Australian chief information officers have highlighted a recent spate of multi-million dollar IT projects in a bid to attract more young workers to technology careers.

Industry bigwigs talk up IT careers

Addressing the ACS’ Young IT conference this week, Westpac CIO Clive Whincup pointed to the bank’s five-year, $2 billion SIPs program, which included three-year, $200 million IT projects.

At their peak, each of those IT projects called for “high hundreds” of staff, he said. Westpac reported hiring 1254 technology workers between March 2010 and 2011 to provide IT support and work on the SIPs program.

“When you talk about a five-year project [worth] $2 billion, that translates into a heck of a lot of people,” Whincup said. “There just aren’t enough people in Australia to meet that demand.

“Just like Westpac, other major organisations have similar programs of investment. Going forward, we don’t really see any clear end to the need for that kind of investment.”

Barry Simpson, CIO of Coca-Cola Amatil, said it, too, engaged in large-scale IT programs, including a $65 million OAisys SAP platform rollout that reached all its Australia and New Zealand locations this year.

Coca-Cola Amatil’s technology projects spanned enterprise resource planning systems, robotics, digital marketing and developing self-service applications for customers.

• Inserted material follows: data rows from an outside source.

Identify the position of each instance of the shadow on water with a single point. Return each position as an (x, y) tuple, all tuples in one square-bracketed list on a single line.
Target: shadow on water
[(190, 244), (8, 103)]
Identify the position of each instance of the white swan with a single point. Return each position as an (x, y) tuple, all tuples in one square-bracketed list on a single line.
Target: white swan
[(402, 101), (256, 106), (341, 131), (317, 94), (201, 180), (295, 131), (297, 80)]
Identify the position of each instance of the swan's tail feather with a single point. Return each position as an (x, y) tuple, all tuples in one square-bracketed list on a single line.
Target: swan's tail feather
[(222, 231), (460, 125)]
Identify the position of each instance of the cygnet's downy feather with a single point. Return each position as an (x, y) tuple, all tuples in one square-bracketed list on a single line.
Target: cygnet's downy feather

It had about 400 technology employees, including 250 in Australia, and outsourcing deals with Telstra, IBM, Accenture and TCS.

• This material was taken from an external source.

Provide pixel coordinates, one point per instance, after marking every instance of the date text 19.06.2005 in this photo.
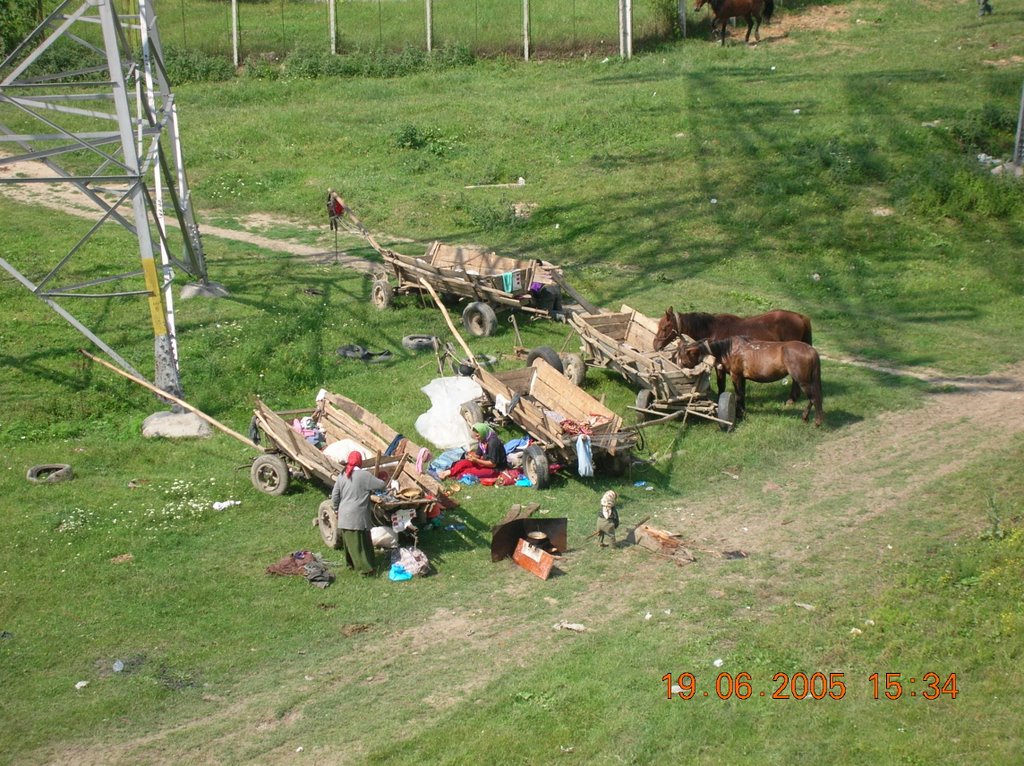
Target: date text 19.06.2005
(810, 686)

“We do believe we’re better off being a soft drink company than a software company,” Simpson told iTnews.

“We work with a number of larger companies and also with a collection of smaller web developers … Our production data centres, and help desk functions, those kinds of things, we outsource.

“But in terms of steering our core systems development and platform, we do that internally.”

Whincup reiterated comments from a CEDA conference in May, where he said Australian firms were forced to tap into global supply chains due to a shortage of skilled IT workers on shore.

Westpac has cut more than a hundred technology jobs in the past year through outsourcing agreements with Infosys, TCS, IBM and Wipro.

Whincup told this week’s conference that organisations tended to offshore technology jobs because of a local skills shortage, rather than because labour was cheaper overseas.

“In India, salaries are growing much more quickly than in Australia; at some point, they will reach parity,” he said.

“Over the last ten years, the number of enrolments in technology-related university courses has actually halved, while the demand for work has more than doubled.

“Looking forward, we’re staring into a significant skills shortage and that has already manifested itself in the marketplace.”